La civilisation néglige tout cela, elle se borne à décréter que plus l'obéissance est difficile, plus elle a du mérite. Seulement, celui qui dans l'état actuel de la civilisation se conforme à pareille prescription ne fait qu'agir à son propre désavantage au regard de celui qui se place au-dessus d'elle. Quel obstacle puissant à la civilisation doit être l'agressivité si s'en défendre rend tout aussi malheureux que s'en réclamer ! L'éthique dite naturelle n'a rien ici à nous offrir que la satisfaction narcissique de pouvoir nous estimer meilleurs que les autres. L'éthique qui s'apppuie sur la religion, agite ses promesses d'un au delà meilleur.

"Tant que la vertu ne sera pas récompensée ici-bas, l'éthique prêchera dans le désert".

malaise_civilisation_L

Le "malaise dans la civilisation", que Freud dénonçait en 1929, renvoyait pour lui à l'existence d'une souffrance humaine intrinsèque et par là structurale.
En son temps, c'est sous des formes classiques -névroses, psychoses, perversions qu'elle se traduisait.
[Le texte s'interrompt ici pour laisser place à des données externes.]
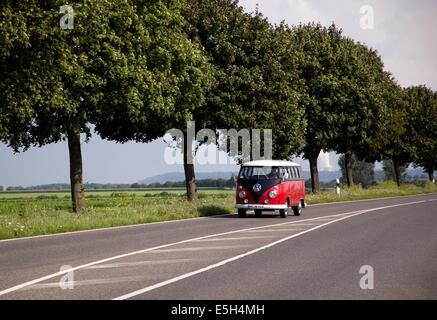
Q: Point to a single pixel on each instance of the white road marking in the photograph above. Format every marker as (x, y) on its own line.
(226, 261)
(139, 263)
(172, 221)
(195, 249)
(56, 274)
(50, 276)
(237, 238)
(274, 230)
(87, 282)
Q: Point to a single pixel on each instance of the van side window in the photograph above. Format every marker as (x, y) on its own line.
(298, 173)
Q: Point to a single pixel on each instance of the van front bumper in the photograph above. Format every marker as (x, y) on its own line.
(261, 206)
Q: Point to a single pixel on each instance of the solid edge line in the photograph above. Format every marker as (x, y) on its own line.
(28, 283)
(190, 219)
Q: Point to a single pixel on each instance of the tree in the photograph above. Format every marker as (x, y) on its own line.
(422, 109)
(320, 62)
(393, 140)
(121, 68)
(359, 102)
(362, 172)
(253, 66)
(392, 174)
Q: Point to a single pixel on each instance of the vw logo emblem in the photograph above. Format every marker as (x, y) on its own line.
(257, 187)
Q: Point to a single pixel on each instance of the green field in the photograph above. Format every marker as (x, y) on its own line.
(31, 216)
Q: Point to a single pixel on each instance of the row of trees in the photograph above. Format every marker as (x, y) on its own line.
(134, 69)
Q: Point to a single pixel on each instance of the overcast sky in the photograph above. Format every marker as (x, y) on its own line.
(403, 32)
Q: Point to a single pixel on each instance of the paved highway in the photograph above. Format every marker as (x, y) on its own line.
(372, 249)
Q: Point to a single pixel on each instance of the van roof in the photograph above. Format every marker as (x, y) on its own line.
(270, 163)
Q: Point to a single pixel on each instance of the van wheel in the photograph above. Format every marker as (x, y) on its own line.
(241, 213)
(298, 209)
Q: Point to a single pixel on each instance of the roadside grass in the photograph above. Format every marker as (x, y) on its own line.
(381, 190)
(30, 217)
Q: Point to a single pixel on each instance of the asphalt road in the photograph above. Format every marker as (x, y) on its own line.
(319, 255)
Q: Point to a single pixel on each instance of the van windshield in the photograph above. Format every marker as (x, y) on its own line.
(259, 173)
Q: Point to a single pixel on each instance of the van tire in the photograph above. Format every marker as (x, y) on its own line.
(241, 213)
(298, 209)
(284, 212)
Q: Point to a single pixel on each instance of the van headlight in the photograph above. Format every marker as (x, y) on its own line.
(272, 194)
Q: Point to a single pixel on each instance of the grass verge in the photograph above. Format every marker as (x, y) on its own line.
(21, 218)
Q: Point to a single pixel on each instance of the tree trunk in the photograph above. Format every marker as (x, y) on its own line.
(315, 184)
(397, 169)
(77, 191)
(190, 179)
(348, 167)
(430, 172)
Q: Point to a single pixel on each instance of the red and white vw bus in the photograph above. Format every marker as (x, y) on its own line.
(268, 185)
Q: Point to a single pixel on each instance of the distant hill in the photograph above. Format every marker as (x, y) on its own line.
(324, 176)
(179, 176)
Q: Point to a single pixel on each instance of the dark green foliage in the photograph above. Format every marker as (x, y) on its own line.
(362, 171)
(254, 71)
(390, 173)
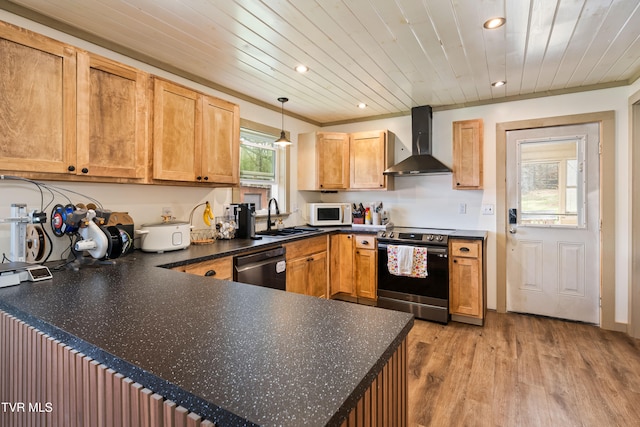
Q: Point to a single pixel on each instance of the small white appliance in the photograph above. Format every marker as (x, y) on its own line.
(321, 214)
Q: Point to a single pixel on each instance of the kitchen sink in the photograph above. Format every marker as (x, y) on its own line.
(289, 231)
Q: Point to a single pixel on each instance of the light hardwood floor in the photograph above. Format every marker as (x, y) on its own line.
(522, 370)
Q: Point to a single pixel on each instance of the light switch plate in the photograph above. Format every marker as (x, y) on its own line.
(487, 209)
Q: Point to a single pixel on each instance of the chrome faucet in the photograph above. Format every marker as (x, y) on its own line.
(269, 224)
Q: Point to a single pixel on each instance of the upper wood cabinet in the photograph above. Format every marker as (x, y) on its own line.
(342, 161)
(467, 154)
(37, 103)
(323, 161)
(368, 158)
(221, 141)
(112, 123)
(195, 137)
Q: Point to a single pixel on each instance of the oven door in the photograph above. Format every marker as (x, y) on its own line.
(427, 298)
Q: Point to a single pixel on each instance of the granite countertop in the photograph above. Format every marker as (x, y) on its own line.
(233, 353)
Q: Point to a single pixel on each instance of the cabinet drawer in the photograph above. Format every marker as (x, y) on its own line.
(465, 248)
(220, 268)
(306, 247)
(365, 241)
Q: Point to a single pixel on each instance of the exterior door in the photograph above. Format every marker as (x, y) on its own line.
(553, 239)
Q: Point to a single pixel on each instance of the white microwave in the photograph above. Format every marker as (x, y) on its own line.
(320, 214)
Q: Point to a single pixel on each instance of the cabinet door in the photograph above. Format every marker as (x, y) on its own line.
(364, 273)
(467, 154)
(367, 152)
(221, 141)
(177, 133)
(317, 275)
(341, 268)
(332, 155)
(297, 275)
(37, 103)
(112, 118)
(465, 289)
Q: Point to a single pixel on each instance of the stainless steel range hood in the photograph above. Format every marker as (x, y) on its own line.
(421, 162)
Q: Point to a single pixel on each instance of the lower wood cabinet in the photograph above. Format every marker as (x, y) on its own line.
(219, 268)
(353, 267)
(308, 266)
(467, 285)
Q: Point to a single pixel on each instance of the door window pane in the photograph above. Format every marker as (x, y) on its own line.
(551, 182)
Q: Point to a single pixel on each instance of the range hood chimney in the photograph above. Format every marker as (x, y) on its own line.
(421, 162)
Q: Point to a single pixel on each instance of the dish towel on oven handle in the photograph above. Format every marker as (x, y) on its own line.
(408, 261)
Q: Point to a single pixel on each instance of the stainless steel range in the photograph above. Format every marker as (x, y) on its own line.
(426, 296)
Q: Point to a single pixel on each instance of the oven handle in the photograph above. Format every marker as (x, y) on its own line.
(430, 249)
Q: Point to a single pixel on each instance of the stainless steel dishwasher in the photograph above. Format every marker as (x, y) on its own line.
(265, 268)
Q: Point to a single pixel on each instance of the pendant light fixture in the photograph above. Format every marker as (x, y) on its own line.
(283, 141)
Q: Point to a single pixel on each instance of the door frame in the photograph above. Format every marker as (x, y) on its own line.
(634, 282)
(606, 119)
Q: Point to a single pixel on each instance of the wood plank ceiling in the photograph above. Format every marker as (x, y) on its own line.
(390, 54)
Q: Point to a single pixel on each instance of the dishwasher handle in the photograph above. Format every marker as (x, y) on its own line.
(279, 262)
(258, 257)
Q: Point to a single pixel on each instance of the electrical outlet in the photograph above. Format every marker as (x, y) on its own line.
(487, 209)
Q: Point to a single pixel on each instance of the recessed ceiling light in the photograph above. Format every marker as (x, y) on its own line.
(494, 23)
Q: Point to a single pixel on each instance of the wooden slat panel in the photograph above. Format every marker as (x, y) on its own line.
(169, 413)
(109, 396)
(136, 395)
(118, 380)
(193, 420)
(156, 410)
(80, 390)
(145, 407)
(181, 416)
(126, 402)
(100, 393)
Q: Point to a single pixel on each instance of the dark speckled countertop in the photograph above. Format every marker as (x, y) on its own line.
(233, 353)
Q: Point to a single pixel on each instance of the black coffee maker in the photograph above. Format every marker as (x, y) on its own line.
(246, 217)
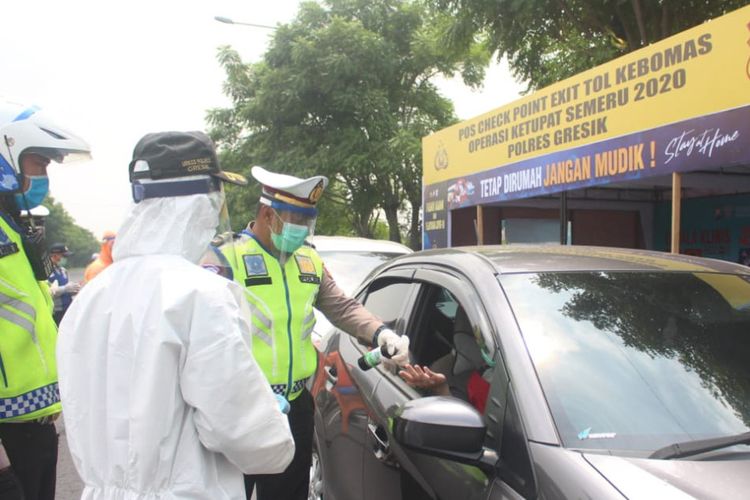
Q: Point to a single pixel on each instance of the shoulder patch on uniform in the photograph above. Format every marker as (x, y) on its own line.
(255, 265)
(305, 264)
(7, 247)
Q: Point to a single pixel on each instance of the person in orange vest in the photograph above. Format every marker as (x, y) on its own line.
(104, 258)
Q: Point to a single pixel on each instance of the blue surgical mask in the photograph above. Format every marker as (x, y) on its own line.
(34, 196)
(291, 238)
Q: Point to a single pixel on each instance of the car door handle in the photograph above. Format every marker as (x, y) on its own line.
(331, 375)
(381, 448)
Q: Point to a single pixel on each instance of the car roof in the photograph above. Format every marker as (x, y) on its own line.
(355, 244)
(507, 259)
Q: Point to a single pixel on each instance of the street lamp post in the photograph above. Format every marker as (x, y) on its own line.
(227, 20)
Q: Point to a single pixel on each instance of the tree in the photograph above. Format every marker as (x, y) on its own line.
(59, 227)
(345, 90)
(549, 40)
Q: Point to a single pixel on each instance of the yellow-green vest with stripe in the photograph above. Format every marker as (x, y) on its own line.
(28, 371)
(281, 301)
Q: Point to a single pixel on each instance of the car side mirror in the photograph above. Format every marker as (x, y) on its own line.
(441, 426)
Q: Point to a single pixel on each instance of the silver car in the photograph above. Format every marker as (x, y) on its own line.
(569, 372)
(350, 260)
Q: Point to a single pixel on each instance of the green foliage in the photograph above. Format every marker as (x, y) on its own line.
(549, 40)
(345, 91)
(60, 227)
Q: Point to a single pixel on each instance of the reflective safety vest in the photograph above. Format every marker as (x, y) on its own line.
(281, 301)
(28, 370)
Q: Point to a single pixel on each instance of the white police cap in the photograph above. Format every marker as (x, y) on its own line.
(289, 189)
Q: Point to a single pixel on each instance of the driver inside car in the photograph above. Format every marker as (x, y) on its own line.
(462, 373)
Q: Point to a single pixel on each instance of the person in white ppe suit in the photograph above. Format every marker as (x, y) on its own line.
(162, 398)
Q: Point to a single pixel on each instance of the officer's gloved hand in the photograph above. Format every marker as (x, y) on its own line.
(397, 346)
(283, 403)
(71, 287)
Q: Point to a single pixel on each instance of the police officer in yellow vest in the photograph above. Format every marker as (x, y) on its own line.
(284, 279)
(29, 399)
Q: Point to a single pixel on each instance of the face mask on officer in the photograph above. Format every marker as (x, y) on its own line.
(34, 168)
(35, 194)
(291, 236)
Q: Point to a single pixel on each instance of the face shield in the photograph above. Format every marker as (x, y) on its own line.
(205, 218)
(290, 227)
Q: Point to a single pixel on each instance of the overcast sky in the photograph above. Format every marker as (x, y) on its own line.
(114, 71)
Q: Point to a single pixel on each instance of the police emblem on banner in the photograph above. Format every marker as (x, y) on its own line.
(255, 265)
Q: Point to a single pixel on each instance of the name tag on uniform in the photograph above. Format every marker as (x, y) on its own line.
(306, 268)
(7, 247)
(255, 265)
(305, 264)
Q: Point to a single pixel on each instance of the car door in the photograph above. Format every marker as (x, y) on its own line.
(339, 390)
(390, 471)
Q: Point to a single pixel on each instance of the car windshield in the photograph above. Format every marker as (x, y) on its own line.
(638, 360)
(349, 268)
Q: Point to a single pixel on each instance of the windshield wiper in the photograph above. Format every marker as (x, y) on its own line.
(688, 448)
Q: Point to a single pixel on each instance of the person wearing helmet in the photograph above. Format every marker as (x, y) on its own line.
(284, 279)
(29, 401)
(61, 287)
(103, 259)
(178, 407)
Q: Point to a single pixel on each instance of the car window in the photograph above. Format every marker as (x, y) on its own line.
(349, 268)
(386, 300)
(638, 360)
(443, 339)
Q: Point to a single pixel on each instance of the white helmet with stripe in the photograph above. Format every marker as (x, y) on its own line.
(26, 129)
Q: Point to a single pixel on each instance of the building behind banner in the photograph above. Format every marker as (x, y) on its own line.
(651, 150)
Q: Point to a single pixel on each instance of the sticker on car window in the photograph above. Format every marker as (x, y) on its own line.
(587, 434)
Mais aujourd'hui, sous l'effet des modifications du lien social, apparaissent de nouvelles organisations psychiques telles que les états-limites, les addictions, les "agirs" pathologiques... Du même coup, voient le jour de nouvelles formes de souffrance mentale, - dépressions, manifestations psychosomatiques, échec scolaire -, qui sont autant de révélateurs de notre civilisation contemporaine: d'une civilisation qui devra repenser les modes de catégorisation clinique de son malaise ainsi que les réponses qu'elle lui apporte à travers la voix du clinicien.